I show Oscar the pastel I’ve done of the outside of Church. He shows me a watercolor sketch he did.

“It’s the best thing on the island,” he says, meaning the Church. He tells me he wants to do a new painting in color. It’s the most ambitious thing he’s done so far, I think. I work on a new painting of Cadillac Mountain.

We take a break at lunch and walk to 44 North for coffee. Rufus recognizes me. “I met you before,” he says. “Last summer. You do the web work for the Farmer’s Market.” We chat. Oscar orders some Sumatra coffee and explains he wants it ground fine, not too fine. Rufus says he wants to have sketching sessions in the summer at the 44 North shop in Stonington. Maybe Thursday, Friday and Saturday evenings. “Oscar would love that,” I said. “He can walk to it.”
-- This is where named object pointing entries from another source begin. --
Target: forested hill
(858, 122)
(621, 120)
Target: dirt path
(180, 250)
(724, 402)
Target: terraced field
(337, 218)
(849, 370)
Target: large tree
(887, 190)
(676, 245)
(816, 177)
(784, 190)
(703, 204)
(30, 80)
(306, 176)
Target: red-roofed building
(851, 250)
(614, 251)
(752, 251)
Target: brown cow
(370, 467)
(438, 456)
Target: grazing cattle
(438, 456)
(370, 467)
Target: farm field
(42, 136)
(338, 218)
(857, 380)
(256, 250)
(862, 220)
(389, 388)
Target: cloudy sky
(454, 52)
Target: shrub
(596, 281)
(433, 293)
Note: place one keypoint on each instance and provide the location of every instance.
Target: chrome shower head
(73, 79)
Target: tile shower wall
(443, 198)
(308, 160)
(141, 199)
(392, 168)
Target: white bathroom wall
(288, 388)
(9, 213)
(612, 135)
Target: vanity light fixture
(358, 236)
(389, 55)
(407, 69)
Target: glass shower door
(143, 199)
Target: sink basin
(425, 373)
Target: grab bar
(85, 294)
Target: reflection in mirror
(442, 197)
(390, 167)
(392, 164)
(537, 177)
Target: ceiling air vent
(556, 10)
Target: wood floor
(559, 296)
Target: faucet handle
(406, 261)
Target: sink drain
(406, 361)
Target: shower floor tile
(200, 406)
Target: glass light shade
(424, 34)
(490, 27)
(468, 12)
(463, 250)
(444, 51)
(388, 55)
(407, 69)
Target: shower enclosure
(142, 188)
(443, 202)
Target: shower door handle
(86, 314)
As we come back from 44 North, Oscar points to a house. He’s trying to tell me something but I don’t understand. Later I do. He was pointing to the Haystack Mountain School of Crafts building on Rte. 15. “That’s where Stu Kestenbaum works,” he says.

“He’s a nice guy,” I say. “I play pickleball with him.”

Oscar tells me he went to one of Stu’s poetry readings. Stu is the poet laureate of Maine. Oscar sat up front, loved Stu’s poetry. Afterward he talked to Stu. “I can’t talk. I get frustrated,” he says.

Oscar can’t always say what we wants to say since he had a stroke. But he usually gets across his meaning. Besides, a lot of idle chit chat is overrated.